Proof: left as an exercise.
2Bases¶
A basis is a linearly independent list of vectors in $V$ whose span is $V$. The standard basis for $\mathbb F^3$, for instance, is $((1, 0, 0), (0, 1, 0), (0, 0, 1))$ (also known as $i, j, k$); for $P_n(\mathbb F)$, the standard basis is $(1, z, \ldots, z^n)$.
2.1Proposition 2.8¶
$(v_1, \ldots, v_n)$ is a basis for $V$ if and only if every $v \in V$ can be written uniquely as a linear combination of those vectors.
Proof: ($\to$) Assume that $(v_1, \ldots, v_n)$ is a basis. By definition, it is a spanning set, and so every $v \in V$ can be written as a linear combination of vectors in the basis. We just need to show that there is a unique linear combination for each $v$. Assume that there are two ways of writing $v$: $v = a_1v_1 + \ldots + a_nv_n$ and $v = b_1v_1 + \ldots + b_nv_n$. Then $0 = v - v = (a_1v_1 + \ldots + a_nv_n) - (b_1v_1 + \ldots + b_nv_n) = (a_1-b_1)v_1 + \ldots + (a_n-b_n)v_n$. But we know that $(v_1, \ldots, v_n)$ is linearly independent, which means that the coefficients must be 0 if the linear combination results in the zero vector.
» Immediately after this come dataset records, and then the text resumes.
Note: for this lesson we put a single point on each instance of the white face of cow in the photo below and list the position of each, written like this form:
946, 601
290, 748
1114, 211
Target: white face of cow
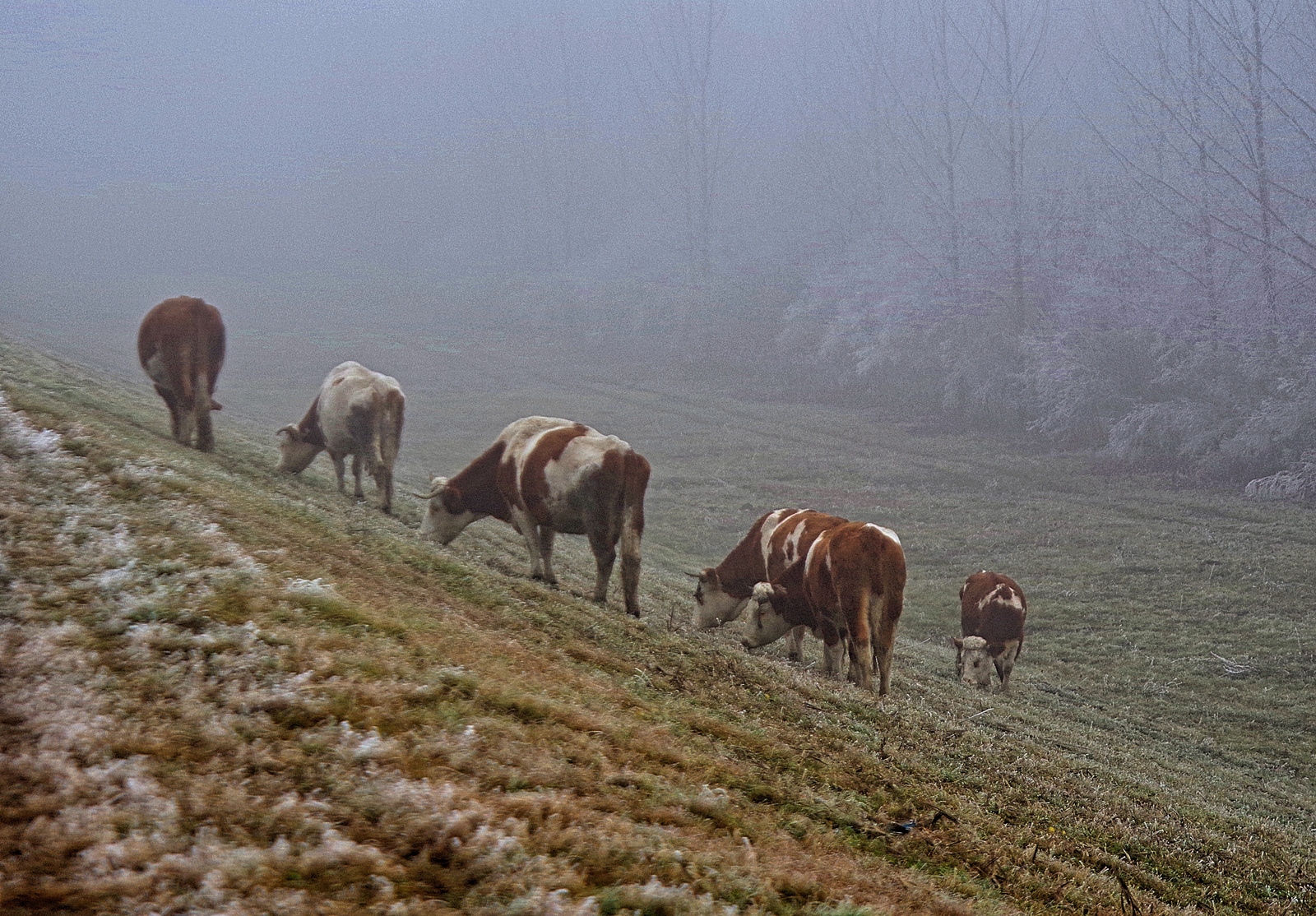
295, 456
973, 661
714, 607
765, 624
445, 514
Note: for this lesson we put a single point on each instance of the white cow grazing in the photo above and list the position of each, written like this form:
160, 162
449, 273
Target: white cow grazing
359, 414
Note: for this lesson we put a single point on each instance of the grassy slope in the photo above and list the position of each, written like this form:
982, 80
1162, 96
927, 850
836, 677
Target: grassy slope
585, 752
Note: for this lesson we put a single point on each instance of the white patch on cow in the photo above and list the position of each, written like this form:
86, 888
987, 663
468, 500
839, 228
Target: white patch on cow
791, 545
887, 532
770, 527
765, 624
995, 595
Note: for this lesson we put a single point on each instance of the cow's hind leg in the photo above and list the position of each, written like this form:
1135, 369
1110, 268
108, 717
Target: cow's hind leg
385, 488
204, 431
795, 644
340, 469
832, 655
605, 557
1006, 664
546, 539
175, 418
355, 473
855, 611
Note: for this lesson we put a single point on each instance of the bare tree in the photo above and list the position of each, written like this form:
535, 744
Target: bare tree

So we have that $a_1 - b_1 = 0$, $\ldots$, $a_n-b_n = 0$ which then tells us that $a_1 = b_1$, $\ldots$, $a_n=b_n$. So there is only one unique way of writing each vector $v$ as a linear combination of the vectors in the basis.
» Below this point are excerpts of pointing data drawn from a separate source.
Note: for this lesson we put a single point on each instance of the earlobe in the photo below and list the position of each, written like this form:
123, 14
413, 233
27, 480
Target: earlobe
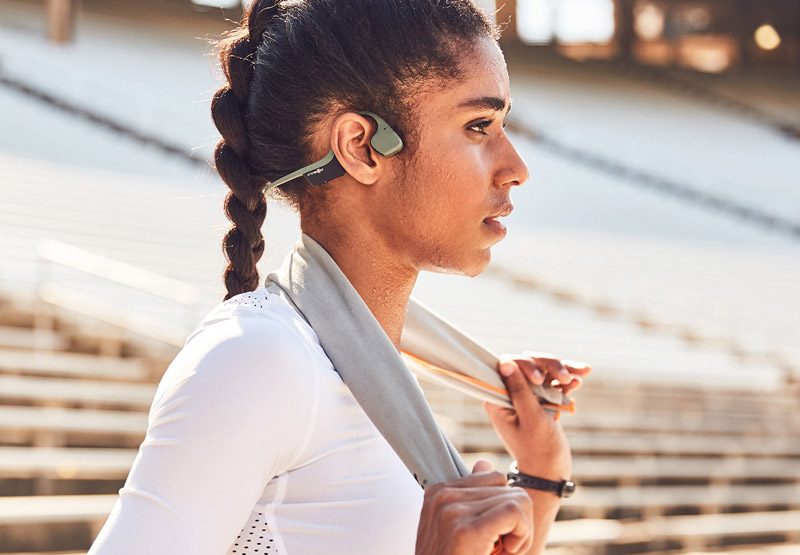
350, 141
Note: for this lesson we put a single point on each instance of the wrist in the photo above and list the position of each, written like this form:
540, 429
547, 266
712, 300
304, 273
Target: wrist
561, 488
544, 469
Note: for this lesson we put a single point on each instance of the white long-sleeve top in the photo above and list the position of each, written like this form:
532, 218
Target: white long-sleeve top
255, 445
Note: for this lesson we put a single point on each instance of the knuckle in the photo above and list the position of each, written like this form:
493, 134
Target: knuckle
447, 496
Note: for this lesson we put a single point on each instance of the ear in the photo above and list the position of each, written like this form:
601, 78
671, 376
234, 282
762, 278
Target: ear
350, 143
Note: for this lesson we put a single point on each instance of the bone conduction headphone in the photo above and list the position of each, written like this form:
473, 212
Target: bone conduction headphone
385, 140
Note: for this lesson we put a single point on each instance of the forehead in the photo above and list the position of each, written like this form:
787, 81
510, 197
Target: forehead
484, 75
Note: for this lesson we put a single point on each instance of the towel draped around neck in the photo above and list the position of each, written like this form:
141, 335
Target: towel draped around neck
379, 376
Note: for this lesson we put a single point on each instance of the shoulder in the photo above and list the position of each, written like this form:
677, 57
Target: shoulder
250, 348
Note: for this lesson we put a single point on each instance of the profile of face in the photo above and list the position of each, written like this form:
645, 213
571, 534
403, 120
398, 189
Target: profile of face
435, 215
436, 210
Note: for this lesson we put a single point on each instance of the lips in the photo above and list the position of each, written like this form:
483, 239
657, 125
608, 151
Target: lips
503, 211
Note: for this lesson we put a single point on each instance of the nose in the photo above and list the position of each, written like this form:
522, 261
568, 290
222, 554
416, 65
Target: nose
514, 169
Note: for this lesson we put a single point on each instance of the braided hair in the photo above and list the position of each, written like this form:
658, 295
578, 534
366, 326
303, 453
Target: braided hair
290, 64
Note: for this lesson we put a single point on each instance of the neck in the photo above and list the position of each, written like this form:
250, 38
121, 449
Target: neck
382, 281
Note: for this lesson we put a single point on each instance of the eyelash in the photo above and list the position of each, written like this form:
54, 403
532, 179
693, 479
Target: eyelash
484, 124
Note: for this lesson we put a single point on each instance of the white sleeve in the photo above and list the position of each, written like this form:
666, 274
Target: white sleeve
233, 410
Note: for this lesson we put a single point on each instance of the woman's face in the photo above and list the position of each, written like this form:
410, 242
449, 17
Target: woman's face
437, 215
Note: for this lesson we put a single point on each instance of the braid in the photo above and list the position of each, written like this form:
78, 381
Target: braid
245, 204
292, 65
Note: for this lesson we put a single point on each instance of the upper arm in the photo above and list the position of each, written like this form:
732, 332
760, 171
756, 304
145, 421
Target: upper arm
234, 409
($\rightarrow$) Assume that every $v \in V$ can be written uniquely as a linear combination of $(v_1, \ldots, v_n)$. In particular, the zero vector can be written uniquely as a linear combination: $0 = a_1v_1 + \ldots + a_nv_n$. We know that if we set $a_1 = \ldots = a_n = 0$ then we have a valid solution. By the uniqueness property, this must be the only solution. This guarantees that $(v_1, \ldots, v_n)$ is linearly independent. Also, since every vector $v \in V$ can be written as a linear combination of $(v_1, \ldots, v_n)$, then $\text{span}(v_1, \ldots, v_n) = V$. This concludes the proof. $\blacksquare$
2.2Theorem 2.10¶
Given a list of vectors that we know spans some vector space $V$, we can reduce this list to a basis simply by removing the ones that make it linearly dependent (while preserving the property that it spans $V$). Here's an example. Let's say we have the following vectors, whose span is $\mathbb F^3$:
$$((1, 0, 6), (i/2, 0, 3i), (1, 0, 0), (0, 1, 0)) = (v_1, v_2, v_3, v_4)$$
So let's go through the vectors in the list:
- Since $v_1$ is not the zero vector, keep it.
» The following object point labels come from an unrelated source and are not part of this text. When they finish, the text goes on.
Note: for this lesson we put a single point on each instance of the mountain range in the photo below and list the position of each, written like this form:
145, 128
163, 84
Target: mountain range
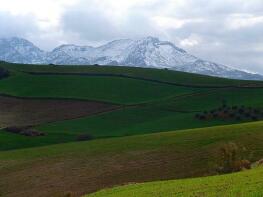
146, 52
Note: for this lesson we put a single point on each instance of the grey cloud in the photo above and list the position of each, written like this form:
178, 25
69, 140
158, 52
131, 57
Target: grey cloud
16, 26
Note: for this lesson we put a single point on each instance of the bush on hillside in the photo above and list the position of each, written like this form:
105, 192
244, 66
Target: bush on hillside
84, 137
231, 159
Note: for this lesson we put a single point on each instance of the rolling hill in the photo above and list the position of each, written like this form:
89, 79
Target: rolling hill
84, 167
105, 126
143, 101
242, 184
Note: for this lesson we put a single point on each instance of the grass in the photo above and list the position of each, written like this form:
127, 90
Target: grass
77, 168
109, 89
165, 107
243, 184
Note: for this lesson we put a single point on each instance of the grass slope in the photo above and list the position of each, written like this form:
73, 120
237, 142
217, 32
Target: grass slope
243, 184
109, 89
81, 168
158, 74
165, 107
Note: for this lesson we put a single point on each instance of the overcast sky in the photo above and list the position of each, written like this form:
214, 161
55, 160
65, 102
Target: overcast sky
225, 31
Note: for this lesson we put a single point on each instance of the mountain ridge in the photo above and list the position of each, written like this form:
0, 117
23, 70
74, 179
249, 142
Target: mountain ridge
145, 52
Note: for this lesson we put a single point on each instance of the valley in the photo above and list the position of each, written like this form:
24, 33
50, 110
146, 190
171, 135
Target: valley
106, 126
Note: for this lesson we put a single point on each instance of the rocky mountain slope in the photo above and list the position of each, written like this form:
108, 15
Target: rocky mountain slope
146, 52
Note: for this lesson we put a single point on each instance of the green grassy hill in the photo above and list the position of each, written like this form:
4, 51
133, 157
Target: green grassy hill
243, 184
78, 168
150, 100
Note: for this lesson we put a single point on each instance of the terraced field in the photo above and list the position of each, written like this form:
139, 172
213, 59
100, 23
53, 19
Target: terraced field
244, 184
125, 114
81, 168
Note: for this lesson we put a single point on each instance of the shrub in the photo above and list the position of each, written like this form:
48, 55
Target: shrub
3, 73
230, 159
84, 137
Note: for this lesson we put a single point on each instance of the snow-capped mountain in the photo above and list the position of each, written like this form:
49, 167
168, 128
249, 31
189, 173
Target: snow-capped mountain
18, 50
146, 52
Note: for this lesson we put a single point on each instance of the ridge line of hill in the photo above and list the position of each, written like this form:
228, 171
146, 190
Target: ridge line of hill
143, 79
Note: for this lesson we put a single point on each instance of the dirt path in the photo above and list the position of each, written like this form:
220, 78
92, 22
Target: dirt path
247, 85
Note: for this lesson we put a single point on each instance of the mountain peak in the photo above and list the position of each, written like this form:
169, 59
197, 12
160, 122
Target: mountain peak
145, 52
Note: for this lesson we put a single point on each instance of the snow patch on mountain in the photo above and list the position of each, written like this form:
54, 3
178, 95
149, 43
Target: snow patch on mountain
145, 52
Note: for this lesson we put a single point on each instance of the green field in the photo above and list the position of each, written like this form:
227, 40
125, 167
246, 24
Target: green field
143, 126
244, 184
159, 74
109, 89
77, 168
147, 106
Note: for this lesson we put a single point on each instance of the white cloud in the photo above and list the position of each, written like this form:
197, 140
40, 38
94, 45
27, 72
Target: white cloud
226, 31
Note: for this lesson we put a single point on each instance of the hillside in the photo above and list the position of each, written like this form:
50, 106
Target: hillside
78, 168
65, 102
244, 184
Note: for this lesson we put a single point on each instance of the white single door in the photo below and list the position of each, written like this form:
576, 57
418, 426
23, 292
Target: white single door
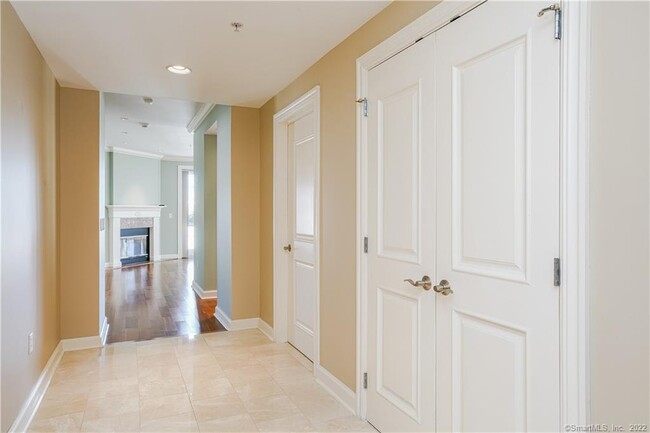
185, 213
497, 135
302, 161
401, 241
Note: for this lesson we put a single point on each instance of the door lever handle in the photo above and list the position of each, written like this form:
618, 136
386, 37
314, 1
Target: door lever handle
444, 288
425, 282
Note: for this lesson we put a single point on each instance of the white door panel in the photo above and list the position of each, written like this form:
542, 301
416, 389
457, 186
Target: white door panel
497, 99
302, 228
401, 229
463, 185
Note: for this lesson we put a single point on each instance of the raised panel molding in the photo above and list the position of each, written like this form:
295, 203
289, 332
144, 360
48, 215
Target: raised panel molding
492, 202
493, 364
398, 317
397, 153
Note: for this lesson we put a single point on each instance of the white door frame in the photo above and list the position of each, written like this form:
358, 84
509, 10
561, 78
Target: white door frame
574, 145
179, 203
307, 103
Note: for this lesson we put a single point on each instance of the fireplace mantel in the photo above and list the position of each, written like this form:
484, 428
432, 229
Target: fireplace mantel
115, 215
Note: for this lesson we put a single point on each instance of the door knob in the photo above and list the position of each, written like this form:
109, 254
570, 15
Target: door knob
425, 282
443, 288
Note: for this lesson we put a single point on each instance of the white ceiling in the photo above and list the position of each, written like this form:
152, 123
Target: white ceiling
167, 133
124, 46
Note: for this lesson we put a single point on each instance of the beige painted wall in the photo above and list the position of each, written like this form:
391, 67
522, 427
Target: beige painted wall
618, 241
335, 73
245, 160
79, 159
29, 274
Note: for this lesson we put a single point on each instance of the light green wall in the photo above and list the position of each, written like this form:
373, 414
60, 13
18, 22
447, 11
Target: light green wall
136, 180
146, 181
219, 264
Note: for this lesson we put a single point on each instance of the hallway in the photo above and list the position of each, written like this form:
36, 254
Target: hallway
156, 300
229, 381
- Is $v_2 \in \text{span}(v_1)$? Yes - if $a_1 = i/2$, $v_2 = a_1v_1$. So we discard it.
- Is $v_3 \in \text{span}(v_1)$? Clearly not. (Proof left as an exercise for the reader.)
- Is $v_4 \in \text{span}(v_1, v_3)$? Again, clearly not. (Proof left again as an exercise.)
The resulting basis would be $((1, 0, 6), (1, 0, 0), (0, 1, 0))$, which is indeed a linearly independent spanning set.
The proof of the theorem is left as an exercise for the reader.
2.2.1Corollary¶
Every finite-dimensional vector space has a basis.
The proof is pretty trivial - a finite dimensional vector space is one that can be spanned by a finite list of vectors. If we simply remove the vectors that make it linearly dependent (if any), using the above algorithm, then the result would be a linearly independent spanning set - i.e., a basis.
2.3Theorem 2.12¶
Every linearly independent list of vectors can be extended to a basis of a vector space $V$, if we have a spanning set for $V$ as a reference. This is sort of the "opposite" of the previous theorem. Example: let $((1, 1, 1))$ be our linearly independent list of vectors, and let the spanning set be as in the previous section. This actually uses the same sort of algorith as in the previous section - just keep adding vectors from the spanning set unless they result in linear dependence. The proof for this is again left as an exercise.